Hi Jonathan,
> I agree with these principles. I think we might phrase 3 and 4 as balanced
> alternatives:
>
> > "CF may incorporate an outside convention into it when the following
> > conditions hold:
> >
> > 1. The semantics of the convention are important to the CF community.
> > 2. The convention is already in wide use by other communities, and the
> > adoption by CF significantly helps other communities adopt CF.
>
> > 3a. Either, the convention does not overlap existing CF conventions
> > 3b. Or, if it does overlap existing CF conventions,
> > software is provided to detect inconsistencies
> > and provide feedback to the data producer.
> and we could append "or data user" to that. The producer might not have
> checked, and the user needs to be warned. I changed "should be developed"
> to "is provided", since it's a condition for incorporating the convention.
>
> It's important that your proposal says "may". We don't *have* to do this.
> It depends on whether it's a good solution to a need.
>
> CF doesn't currently have a statement of principles, though.
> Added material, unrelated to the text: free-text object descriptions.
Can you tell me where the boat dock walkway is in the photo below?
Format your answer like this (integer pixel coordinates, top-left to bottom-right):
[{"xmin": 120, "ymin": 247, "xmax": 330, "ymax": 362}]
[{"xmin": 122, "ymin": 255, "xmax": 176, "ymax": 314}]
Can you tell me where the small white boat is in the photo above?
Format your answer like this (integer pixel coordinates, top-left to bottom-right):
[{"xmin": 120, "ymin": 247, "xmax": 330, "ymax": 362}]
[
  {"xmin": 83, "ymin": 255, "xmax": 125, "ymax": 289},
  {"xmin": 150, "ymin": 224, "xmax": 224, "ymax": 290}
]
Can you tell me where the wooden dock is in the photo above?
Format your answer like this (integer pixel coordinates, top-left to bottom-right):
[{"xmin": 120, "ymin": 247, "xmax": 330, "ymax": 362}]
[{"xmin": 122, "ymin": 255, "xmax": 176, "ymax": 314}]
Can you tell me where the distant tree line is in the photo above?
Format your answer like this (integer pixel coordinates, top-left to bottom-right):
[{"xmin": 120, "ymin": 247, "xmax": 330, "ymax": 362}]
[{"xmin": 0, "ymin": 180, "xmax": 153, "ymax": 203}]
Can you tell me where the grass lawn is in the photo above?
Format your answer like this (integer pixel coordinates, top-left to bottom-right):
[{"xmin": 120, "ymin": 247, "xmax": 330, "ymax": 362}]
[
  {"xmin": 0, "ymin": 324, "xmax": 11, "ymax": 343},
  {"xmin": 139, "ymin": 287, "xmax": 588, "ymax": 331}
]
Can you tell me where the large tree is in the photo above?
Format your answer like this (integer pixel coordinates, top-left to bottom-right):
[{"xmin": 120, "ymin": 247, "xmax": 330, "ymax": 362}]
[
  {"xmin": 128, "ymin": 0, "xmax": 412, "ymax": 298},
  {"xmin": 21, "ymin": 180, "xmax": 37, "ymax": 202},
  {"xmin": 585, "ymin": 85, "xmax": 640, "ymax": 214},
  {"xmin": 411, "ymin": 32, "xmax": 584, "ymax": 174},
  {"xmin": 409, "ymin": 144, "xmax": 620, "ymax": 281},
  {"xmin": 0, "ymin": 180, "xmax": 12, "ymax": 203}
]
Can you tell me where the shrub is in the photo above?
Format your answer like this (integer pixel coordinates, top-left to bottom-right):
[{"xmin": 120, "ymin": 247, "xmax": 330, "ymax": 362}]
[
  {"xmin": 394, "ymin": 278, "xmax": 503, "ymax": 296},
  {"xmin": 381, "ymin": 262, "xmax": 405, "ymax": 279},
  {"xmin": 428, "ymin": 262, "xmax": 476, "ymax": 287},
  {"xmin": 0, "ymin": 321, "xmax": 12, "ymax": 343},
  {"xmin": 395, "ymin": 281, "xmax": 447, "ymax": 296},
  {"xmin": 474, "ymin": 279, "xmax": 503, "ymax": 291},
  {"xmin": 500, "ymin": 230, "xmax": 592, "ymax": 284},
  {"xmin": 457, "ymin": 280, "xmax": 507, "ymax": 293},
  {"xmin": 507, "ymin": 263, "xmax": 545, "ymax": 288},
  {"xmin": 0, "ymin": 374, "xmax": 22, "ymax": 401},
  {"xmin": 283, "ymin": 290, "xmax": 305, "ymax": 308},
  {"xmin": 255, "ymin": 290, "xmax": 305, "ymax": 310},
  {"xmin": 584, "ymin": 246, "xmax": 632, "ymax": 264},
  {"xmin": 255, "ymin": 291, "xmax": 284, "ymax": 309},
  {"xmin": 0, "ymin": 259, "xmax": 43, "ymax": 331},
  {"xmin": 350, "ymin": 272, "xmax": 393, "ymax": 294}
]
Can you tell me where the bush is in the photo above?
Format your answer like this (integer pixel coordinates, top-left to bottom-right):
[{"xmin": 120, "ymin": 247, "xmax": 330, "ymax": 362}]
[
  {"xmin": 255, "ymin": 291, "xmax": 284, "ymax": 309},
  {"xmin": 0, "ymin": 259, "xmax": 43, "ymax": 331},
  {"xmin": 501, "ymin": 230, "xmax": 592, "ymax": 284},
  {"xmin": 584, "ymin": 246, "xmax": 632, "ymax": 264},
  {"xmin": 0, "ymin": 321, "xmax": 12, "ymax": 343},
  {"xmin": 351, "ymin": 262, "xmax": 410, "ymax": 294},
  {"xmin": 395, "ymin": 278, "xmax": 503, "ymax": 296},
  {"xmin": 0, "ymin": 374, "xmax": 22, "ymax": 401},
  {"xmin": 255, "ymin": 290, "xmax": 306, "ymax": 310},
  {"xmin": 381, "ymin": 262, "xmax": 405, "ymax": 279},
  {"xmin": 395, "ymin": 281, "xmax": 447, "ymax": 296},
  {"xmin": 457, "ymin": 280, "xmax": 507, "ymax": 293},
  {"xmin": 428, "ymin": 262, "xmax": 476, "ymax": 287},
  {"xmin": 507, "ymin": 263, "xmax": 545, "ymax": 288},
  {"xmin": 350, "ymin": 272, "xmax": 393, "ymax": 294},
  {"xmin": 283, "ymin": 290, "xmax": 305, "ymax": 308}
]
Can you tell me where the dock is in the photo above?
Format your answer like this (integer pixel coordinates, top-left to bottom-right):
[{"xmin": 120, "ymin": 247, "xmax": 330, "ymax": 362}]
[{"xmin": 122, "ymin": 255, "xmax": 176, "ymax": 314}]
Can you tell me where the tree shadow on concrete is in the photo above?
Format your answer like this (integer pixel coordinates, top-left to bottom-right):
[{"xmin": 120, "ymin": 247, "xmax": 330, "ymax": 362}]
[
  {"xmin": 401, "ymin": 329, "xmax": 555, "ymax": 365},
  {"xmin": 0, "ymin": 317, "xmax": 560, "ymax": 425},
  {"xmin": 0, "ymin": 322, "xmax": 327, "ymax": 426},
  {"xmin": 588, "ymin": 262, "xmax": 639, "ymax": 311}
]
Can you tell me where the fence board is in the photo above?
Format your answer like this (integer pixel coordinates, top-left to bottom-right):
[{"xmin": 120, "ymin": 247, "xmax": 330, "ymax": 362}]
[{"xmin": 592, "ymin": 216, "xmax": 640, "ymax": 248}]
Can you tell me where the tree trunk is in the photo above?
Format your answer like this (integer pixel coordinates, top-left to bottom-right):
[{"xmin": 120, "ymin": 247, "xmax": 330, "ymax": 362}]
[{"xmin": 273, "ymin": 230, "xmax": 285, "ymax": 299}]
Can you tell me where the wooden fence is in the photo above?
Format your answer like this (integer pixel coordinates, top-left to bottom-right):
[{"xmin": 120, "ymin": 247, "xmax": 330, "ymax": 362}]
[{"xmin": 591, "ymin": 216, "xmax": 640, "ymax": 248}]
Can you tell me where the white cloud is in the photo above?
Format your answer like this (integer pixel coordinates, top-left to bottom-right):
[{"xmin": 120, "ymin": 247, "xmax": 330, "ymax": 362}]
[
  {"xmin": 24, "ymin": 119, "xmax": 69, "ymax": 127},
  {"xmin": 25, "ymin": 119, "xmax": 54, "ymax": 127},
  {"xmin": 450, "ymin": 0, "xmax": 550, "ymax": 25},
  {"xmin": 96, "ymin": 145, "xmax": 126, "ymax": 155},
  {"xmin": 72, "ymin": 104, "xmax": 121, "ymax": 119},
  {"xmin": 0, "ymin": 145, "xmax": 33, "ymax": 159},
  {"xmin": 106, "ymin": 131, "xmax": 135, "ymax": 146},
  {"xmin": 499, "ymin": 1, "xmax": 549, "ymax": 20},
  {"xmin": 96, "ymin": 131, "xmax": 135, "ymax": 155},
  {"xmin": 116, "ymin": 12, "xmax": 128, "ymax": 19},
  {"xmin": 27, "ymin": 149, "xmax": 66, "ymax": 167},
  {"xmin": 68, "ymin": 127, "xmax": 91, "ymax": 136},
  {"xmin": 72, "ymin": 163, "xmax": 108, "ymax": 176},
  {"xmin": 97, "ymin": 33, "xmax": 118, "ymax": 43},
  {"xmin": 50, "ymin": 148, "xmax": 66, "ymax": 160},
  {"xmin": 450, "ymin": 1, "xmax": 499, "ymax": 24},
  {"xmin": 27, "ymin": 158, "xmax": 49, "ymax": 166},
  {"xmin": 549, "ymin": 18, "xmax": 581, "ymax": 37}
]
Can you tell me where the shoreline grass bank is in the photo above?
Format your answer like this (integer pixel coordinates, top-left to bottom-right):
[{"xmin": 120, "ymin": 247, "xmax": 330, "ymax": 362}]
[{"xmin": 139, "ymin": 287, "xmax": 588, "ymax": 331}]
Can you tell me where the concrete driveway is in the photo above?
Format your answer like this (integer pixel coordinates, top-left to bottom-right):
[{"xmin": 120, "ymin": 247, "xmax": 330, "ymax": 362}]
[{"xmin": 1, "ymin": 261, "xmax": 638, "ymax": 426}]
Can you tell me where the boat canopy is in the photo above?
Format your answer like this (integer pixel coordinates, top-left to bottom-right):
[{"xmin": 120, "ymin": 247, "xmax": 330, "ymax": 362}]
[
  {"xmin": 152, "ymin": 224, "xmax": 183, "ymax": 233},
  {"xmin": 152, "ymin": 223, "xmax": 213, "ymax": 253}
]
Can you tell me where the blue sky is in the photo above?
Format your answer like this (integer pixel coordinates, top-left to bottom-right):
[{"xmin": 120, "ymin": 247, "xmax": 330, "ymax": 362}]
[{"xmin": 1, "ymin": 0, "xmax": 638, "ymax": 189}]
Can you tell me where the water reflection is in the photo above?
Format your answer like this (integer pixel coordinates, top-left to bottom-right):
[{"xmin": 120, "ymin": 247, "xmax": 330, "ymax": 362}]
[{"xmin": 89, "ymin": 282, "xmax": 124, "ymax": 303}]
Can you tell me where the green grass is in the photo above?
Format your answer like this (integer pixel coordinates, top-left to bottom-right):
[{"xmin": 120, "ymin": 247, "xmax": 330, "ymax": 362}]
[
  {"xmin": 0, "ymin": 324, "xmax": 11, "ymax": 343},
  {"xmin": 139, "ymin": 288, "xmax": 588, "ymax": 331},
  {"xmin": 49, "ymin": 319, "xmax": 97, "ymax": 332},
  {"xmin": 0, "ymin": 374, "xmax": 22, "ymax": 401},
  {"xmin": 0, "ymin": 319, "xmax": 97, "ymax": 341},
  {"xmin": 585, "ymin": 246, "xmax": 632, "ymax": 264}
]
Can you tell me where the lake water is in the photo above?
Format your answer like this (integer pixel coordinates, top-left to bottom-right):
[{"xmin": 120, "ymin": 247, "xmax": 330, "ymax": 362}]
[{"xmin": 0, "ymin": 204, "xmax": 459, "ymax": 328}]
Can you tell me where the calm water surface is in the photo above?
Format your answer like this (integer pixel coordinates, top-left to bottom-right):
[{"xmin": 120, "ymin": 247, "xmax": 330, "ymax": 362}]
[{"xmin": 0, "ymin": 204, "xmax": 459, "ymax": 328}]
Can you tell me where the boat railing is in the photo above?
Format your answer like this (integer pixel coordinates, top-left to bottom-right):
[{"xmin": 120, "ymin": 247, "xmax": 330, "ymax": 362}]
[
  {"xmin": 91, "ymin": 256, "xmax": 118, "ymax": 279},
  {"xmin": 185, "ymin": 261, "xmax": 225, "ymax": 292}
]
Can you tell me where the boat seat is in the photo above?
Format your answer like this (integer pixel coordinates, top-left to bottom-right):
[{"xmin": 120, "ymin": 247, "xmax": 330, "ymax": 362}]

Such a statement
> could be put into the Goals section at the start, I suppose. Here is another
> list, which comes from the CLIVAR article of some years ago, that's linked
> from the CF home page
> http://cf-pcmdi.llnl.gov/documents/other/cf_overview_article.pdf
> I would propose these for inclusion as well:
>
> The general principles in the design of CF are as follows. (1) Data should be
> self-describing. No external tables are needed to interpret the file. For
> instance, CF doesn't use numeric codes, like GRIB does. (2)
> Conventions have been developed only for things we know we need. Instead of
> trying to foresee the future, we have added features as required and will
> continue to do this. (3) We wish to avoid being too onerous for data-writers
> and users of data, as this will make the standard unattractive. (4) The
> metadata should be readable by humans as well as easily parsed by
> programs. (5) Redundancy is minimised---a good general principle because it
> reduces the chance of inconsistency---and we try also to limit
> possibilities for making mistakes when writing data.
Section "5.2 Guiding Principles" of the NASA ESDS Community Standard
document for CF Metadata Conventions
http://www.esdswg.org/spg/rfc/esds-rfc-021/ESDS-RFC-021-v0.01.pdf
also lists those five principles (reworded) as well as a few more
specific guidelines, including
- Limited redundancy is tolerated if it supports the independence of
variables from each other, so that extraction, copying, and merging
of separate variables is more practical.